Evolution of Customizing
Then one day we took things to the next level. We weren't just adding paint in one or two places, we were painting the entire figure to be totally different from any of its parts. We also moved away from the Testors' model enamels to the cheaper acrylic and then to the more expensive plastic model specific acrylic paint. We started clear coating so the figures paint wouldn't chip. We added weapons from Star Wars or Corps! figures. We started cutting things. We took a holster from a Chap Mei figure to add it to our custom. We removed pouches from the Intoyz or XD figures to add and boil and popped the head, hands, and feet from BBi figures all to make our custom better. The modern release of Microman made adding wrist articulation possible. Our recipe lists became enormous with bits and pieces from here, there and everywhere. We started posting pictures online for feedback.

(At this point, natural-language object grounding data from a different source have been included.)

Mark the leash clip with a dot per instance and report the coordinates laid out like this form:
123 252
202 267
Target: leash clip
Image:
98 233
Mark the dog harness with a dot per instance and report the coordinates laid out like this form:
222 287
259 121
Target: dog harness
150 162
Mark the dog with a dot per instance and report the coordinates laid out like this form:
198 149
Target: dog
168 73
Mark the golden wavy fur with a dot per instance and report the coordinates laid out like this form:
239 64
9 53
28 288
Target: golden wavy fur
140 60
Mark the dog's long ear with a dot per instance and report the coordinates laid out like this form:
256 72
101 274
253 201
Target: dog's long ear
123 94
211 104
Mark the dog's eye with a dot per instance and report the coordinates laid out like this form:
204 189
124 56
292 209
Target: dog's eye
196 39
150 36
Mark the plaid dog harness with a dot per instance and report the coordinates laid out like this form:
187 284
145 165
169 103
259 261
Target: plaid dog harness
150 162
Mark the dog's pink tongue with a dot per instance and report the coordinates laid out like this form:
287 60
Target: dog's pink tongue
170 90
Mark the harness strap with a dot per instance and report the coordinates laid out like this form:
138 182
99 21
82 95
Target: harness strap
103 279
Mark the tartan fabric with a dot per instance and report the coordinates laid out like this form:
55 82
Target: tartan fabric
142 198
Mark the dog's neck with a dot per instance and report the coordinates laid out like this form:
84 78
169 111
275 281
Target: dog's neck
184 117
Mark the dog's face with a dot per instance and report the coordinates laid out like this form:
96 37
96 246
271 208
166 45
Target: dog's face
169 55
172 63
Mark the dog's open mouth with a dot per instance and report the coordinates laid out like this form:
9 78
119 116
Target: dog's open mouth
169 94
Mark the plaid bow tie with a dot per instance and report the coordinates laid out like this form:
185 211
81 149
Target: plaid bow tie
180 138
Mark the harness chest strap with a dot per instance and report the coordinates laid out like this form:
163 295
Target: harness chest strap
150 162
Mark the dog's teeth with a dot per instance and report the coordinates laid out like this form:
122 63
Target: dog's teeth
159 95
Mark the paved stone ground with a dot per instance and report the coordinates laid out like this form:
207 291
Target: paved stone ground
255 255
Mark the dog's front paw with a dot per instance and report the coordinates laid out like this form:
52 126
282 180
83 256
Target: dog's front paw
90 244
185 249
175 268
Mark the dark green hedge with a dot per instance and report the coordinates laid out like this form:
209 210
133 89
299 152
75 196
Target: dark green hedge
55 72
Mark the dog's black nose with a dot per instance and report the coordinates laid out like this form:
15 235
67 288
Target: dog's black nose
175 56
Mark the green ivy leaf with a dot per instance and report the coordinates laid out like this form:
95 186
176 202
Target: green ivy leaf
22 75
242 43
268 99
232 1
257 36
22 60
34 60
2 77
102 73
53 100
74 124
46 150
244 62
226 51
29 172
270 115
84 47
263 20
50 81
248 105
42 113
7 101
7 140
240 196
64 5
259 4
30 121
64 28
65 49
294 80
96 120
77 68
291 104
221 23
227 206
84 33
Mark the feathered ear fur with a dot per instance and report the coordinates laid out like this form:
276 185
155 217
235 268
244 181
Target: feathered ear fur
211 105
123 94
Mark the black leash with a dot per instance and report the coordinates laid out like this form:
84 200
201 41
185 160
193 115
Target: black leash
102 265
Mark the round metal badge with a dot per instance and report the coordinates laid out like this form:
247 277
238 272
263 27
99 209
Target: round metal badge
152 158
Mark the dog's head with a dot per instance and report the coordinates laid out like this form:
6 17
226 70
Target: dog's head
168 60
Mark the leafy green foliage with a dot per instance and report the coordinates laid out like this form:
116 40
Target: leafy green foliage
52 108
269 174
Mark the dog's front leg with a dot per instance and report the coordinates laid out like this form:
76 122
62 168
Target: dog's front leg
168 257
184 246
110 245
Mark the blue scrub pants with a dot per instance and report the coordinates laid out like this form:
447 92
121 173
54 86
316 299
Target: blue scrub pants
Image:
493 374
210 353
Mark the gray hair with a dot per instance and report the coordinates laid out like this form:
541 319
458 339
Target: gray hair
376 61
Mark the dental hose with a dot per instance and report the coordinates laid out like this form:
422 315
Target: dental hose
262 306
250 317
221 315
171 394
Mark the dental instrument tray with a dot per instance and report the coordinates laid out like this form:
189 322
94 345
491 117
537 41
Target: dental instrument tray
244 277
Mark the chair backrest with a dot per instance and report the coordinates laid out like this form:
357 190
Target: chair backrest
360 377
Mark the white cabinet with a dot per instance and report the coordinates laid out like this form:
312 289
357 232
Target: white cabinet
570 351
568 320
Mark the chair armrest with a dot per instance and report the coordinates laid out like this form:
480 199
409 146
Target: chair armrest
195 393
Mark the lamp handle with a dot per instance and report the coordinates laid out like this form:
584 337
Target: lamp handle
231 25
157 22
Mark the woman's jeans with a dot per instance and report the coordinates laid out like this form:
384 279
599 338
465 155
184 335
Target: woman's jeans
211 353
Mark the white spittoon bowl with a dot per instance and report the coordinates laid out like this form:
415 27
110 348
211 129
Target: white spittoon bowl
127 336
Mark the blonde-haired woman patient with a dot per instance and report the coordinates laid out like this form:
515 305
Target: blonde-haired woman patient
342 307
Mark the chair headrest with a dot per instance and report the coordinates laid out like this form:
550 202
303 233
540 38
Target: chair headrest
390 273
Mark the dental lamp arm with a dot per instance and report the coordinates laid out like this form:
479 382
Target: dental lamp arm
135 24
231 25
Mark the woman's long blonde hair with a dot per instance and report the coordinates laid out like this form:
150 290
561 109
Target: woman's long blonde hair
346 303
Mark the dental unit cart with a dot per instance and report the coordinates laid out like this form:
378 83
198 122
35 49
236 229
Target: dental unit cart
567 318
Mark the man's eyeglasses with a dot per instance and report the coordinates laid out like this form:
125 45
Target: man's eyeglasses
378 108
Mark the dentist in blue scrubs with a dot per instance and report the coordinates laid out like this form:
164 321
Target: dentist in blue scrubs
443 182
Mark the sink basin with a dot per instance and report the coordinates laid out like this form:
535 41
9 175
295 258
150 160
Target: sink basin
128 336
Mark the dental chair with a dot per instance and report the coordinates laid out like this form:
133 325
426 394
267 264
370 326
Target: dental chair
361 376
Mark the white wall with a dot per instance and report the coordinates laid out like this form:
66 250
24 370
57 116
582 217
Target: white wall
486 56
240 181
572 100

The more we cut the better we got. Our only limitations became our imaginations as a sharp X-acto and a dremel tool made hollowing out helmets and cutting and replacing limbs easier. Pin necks were easily converted to ball necks. Our painting skills improved as the camo patterns became more and more intricate even moving into the insane modern electronic dots. While the debate of new sculpt versus old sculpt raged in the community we were in our laboratories combining them. Taking the best of both worlds even so far as learning how to change lower arms on both styles.

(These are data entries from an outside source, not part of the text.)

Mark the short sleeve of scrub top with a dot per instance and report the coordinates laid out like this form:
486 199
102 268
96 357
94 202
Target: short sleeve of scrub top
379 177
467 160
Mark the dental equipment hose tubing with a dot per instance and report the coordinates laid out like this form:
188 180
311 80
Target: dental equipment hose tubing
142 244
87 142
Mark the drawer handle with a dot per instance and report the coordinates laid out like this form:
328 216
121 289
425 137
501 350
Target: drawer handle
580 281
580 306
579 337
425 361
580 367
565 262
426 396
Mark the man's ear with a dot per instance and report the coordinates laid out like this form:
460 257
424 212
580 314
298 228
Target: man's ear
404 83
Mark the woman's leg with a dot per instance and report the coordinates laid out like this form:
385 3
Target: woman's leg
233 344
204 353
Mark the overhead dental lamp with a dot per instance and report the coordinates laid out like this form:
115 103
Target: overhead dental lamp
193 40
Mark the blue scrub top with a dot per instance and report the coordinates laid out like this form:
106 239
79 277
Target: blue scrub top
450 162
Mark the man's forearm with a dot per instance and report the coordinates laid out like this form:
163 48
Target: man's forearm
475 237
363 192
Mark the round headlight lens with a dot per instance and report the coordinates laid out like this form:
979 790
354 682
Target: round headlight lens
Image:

When parts became a limitation we adapted and started creating our own. Either by using clay or epoxy to shape onto the figure or by casting our own parts. In the beginning there were a few brazen enough to attempt casting. It has become a stepping stone and a right of passage for most of us. Casting products have made the rare part and the celebrity head attainable to all. Yet, there are those that can achieve the same results with a dentist pick and a lump of clay. Moving away from the simple addition to existing parts, we created our own parts from scratch. We created our own weapons. From Project 95 to Raven's Casting to J&R to Marauder John to Good to Go there are suppliers of goods to help us out along the way and to nudge us along to try our own hands at it.

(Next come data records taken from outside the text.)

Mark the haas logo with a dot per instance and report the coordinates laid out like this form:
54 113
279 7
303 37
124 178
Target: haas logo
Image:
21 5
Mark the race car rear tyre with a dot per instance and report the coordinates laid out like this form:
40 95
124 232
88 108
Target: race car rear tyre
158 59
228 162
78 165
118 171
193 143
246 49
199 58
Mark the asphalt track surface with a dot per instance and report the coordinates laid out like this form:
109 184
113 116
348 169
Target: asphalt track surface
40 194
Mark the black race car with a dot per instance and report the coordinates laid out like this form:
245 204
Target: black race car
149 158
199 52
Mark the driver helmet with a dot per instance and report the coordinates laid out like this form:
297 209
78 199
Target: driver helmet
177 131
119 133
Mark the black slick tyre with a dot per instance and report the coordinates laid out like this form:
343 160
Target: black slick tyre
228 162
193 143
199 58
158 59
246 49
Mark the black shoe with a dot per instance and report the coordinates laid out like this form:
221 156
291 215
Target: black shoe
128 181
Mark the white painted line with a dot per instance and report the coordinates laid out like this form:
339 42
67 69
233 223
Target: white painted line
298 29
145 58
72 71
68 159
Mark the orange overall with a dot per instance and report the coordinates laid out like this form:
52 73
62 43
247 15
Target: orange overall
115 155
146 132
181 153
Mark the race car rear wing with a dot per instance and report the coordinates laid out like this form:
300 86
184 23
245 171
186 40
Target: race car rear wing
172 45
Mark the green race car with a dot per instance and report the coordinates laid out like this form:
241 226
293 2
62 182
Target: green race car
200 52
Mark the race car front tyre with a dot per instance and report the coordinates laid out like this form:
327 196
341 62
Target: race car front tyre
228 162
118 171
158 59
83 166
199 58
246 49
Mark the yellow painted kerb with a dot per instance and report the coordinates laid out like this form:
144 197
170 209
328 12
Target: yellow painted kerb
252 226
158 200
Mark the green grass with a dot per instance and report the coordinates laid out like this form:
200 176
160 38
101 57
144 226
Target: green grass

The evolution continues as we reach into other hobbies to see what other tricks are out there. Killuminati brought the 12" real clothes to the 3 3/4" community. From the Transformers community we began using RIT dye to change the colors in a more favorable way over paint. We started looking to rail road enthusiasts and miniature war gamers for ideas on how to make our figures more realistic or apply insignias better.
While once upon a time we felt like we were alone or part of a few, the members of the hobby grow and grow. Every toy site has a section dedicated to customs. From Yo Joe to the Biv to Joecustoms and Evilface and personal pages customs get dedicated sites and message boards onto themselves feeding the creativity and bringing in new blood everyday. There are literally tens of thousands of GI Joe customs online. Customizers are able to support their hobby through commissions and online sales of their work. Some regional Joe meets began having mass produced customs as exclusives. The 3 3/4" customs section at the national GI Joe convention grew from two or three entries a decade ago to now having several rows of tables dedicated to our craft.
Who knows where the future will lead or what new technologies or old tricks await us. All that is certain is that whatever comes our way we'll use it, adapt it, and make it our own. In other words, we'll customize it.